Gostava de te falar onde me confundes os sentidos. Sempre que tento dizer-te algo, esse teu olhar, esses teus lábios roubam-me as palavras e apenas consigo beijar-te. E calo-me!
Gostava que entendesses que todo o eu que se te apresenta pela frente, treme, esperneia, falha, desfalece e rejubila só pela presença no mesmo espaço. Pela mera possibilidade de te ter, uma e outra e outra vez, agarrado em mim, preso em mim, com esses braços enleados e esses lábios colados nos meus, esse corpo sendo apenas meu!
Sabes, por vezes vou pela rua e em todas as silhuetas estás tu, em todos os reflexos está o teu corpo, em cada manequim de loja, está o teu rosto. Sim, até nesses meros cabides de corpo feitos, eu consigo ver-te. Estás em tudo o que me rodeia, e não estás aqui!
Não te consigo fazer entender que cada corpo me lembra o teu mas num olhar mais atento mais uma desilusão pois não és tu. Tu és sempre muito melhor!
Consegues entender esta minha confusão de ideias que se alastra às palavras? Pois!

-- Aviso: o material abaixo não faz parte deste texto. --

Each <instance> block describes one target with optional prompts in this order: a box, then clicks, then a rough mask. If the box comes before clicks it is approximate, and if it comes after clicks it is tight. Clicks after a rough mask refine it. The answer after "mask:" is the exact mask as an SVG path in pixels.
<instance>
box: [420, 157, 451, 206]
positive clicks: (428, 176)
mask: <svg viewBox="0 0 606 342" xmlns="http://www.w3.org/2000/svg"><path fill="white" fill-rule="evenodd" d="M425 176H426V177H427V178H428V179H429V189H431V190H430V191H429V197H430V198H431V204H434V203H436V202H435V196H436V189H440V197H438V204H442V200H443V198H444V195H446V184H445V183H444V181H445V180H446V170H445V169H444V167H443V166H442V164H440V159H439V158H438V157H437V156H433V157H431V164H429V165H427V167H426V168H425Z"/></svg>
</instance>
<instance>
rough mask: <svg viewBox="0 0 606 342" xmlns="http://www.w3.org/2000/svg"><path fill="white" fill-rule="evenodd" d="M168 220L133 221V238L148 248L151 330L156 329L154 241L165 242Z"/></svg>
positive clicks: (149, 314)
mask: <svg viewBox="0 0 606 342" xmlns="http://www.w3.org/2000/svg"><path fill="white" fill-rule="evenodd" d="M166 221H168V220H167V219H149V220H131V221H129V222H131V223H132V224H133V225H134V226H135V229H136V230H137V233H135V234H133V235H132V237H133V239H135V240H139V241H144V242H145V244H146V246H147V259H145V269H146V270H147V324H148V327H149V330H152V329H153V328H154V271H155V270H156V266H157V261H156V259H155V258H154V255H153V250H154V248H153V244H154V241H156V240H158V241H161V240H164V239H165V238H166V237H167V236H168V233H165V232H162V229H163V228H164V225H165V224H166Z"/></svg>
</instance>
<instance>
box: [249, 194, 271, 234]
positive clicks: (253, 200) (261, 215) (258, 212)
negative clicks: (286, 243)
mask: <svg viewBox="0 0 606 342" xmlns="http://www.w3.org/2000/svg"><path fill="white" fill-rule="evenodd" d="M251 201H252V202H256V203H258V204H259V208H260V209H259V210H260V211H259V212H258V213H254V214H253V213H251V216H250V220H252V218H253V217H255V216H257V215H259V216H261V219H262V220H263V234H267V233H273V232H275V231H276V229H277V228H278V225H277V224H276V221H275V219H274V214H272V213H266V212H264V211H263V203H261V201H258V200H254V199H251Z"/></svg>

Calculei que seria confuso, mas é como me deixas, confuso, sempre que não estás e eu tenho que sobreviver sem te ter junto a mim.
Se ao te ter fico à toa e sem ti fico à nora, espero que pelo menos tu tentes entender que apenas acontece tipo, talvez, tipo, sei lá, tipo, porque TE AMO (sim, maiusculamente e aos berros)!
Porque o Amor é assim: confuso, confundido, confusão!